Full Name: Arch B. DAVIDSON
Residence: Carrie, Ky.
Length of Residence: Life
Sex, Color or Race, Marital Status: Male, White, Single
Husband or Wife of: (blank)
Date of Birth: 22 January 1916
Age: 20 years, 01 months, 17 days
Occupation: C. C. C. enrolle
Birthplace: Knott County Kentucky
Father Name: Orlando DAVIDSON
Birthplace Father: Knott County
Mother Maiden Name: Nettie COMBS
Birthplace Mother: Perry County Kentucky
Informant/Address: Orlando DAVIDSON, Carrie, Ky.

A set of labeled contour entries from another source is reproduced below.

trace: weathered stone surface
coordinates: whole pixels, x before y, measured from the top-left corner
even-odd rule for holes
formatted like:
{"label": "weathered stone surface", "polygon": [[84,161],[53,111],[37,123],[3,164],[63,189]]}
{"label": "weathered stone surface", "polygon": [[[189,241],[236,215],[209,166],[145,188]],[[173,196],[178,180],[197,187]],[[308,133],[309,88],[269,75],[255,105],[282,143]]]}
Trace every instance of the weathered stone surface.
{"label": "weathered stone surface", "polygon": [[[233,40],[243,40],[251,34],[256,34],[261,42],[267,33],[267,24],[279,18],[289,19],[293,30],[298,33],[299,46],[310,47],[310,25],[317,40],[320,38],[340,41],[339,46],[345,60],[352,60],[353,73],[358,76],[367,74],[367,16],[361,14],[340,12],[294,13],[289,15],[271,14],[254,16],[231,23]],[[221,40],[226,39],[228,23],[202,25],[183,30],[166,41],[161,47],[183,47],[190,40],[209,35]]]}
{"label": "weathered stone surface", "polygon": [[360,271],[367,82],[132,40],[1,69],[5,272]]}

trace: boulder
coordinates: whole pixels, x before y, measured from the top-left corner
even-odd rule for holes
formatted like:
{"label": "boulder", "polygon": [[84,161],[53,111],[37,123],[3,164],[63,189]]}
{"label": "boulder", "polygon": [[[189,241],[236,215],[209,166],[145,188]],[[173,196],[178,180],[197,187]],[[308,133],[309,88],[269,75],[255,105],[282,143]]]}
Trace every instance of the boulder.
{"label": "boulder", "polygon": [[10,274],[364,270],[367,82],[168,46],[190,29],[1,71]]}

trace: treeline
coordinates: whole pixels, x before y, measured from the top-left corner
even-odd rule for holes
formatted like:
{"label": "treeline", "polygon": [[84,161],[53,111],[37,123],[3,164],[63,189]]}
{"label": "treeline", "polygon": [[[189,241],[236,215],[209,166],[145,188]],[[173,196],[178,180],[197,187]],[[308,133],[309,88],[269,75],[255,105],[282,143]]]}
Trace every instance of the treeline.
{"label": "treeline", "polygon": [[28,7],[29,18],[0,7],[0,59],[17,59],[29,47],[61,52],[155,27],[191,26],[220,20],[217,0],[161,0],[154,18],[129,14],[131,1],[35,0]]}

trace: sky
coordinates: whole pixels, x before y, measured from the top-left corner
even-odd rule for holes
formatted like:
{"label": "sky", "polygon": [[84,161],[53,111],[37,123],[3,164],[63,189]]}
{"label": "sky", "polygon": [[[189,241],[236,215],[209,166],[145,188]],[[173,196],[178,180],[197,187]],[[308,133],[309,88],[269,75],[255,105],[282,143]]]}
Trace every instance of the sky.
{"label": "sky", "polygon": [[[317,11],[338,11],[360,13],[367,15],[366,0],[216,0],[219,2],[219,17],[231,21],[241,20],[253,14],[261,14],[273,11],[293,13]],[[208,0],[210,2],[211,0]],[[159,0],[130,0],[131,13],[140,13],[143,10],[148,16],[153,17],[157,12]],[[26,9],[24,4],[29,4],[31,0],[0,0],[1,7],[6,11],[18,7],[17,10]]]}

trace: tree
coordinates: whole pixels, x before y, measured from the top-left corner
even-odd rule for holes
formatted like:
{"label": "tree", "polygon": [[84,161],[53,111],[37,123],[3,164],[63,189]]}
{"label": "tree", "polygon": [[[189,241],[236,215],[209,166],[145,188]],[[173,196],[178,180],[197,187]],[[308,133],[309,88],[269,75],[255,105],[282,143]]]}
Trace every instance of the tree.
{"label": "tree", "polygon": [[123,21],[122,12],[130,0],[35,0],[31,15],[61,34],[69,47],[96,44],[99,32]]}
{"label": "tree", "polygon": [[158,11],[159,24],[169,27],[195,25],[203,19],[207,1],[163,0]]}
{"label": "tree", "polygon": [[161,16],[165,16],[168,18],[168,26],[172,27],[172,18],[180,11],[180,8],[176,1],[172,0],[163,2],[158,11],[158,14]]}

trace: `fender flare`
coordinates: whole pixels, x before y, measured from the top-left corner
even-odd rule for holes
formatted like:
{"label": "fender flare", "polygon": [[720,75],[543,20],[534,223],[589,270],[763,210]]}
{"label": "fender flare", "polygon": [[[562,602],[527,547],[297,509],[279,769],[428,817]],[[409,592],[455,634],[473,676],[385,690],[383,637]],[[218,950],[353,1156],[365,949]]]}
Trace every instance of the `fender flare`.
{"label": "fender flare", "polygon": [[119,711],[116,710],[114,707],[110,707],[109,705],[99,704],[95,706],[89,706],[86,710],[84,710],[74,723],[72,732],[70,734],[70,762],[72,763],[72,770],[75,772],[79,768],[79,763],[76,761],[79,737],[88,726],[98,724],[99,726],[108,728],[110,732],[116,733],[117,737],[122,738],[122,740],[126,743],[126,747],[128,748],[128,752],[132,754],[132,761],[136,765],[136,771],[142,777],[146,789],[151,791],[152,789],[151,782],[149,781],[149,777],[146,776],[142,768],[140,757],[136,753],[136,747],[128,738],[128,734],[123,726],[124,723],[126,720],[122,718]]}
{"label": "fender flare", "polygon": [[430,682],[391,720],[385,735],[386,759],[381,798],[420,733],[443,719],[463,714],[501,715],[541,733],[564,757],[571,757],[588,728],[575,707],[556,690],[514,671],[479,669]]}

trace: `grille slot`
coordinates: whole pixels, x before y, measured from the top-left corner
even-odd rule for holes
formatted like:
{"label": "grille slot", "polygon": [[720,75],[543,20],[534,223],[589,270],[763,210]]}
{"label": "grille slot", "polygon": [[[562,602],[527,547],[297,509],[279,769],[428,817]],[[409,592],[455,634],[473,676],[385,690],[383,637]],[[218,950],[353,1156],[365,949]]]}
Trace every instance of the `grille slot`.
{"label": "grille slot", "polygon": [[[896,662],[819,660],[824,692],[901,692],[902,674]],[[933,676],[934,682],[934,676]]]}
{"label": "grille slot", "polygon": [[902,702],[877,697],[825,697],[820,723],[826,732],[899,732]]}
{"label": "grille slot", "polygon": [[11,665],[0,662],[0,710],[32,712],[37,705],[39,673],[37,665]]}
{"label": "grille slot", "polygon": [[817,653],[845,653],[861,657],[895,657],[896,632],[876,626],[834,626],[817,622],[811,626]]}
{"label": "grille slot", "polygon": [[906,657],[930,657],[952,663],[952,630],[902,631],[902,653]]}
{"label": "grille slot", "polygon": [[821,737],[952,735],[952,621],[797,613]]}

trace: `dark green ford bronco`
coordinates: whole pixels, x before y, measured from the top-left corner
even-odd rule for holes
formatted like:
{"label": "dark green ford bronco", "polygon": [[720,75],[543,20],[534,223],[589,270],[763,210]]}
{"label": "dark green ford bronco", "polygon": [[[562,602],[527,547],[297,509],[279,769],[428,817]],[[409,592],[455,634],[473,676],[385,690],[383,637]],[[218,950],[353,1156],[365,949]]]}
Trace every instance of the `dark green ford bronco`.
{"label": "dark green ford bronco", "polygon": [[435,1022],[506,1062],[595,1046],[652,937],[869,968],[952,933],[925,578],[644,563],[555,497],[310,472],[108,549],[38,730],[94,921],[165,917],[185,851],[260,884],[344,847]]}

Burial Cremation Removal Place: Burial - Carrie, Ky.
Date: (blank)
Undertaker/Address: Engle Bros., Hazard, Ky.
Filed: 04 March 1936
Registrar: J. P. Boggs
Death of Date: 29 February 1936
I hereby certify, That I attended deceased from 11 February
1936 to
29 February 1936, that I last saw him alive on 29 February
1936, death is said to have occurred on the date stated above,
at 3:10 p.m.
Cause of Death: Bilateral lobar pneumonia complicated
with double otitia media and empyema, left side
Date of onset: (blank)
Contributory causes: (blank)
Name of operation: None
Accident, suicide, homicide: (blank)
Date of Injury: (blank)
Where did injury occur: (blank)
Specify whether injury occurred industry, home, public place:
Manner of injury: (blank)
Nature of injury: (blank)
Related to occupation: (blank)
Signed/Address: J. E. Hagan, M.D., Hazard, Ky.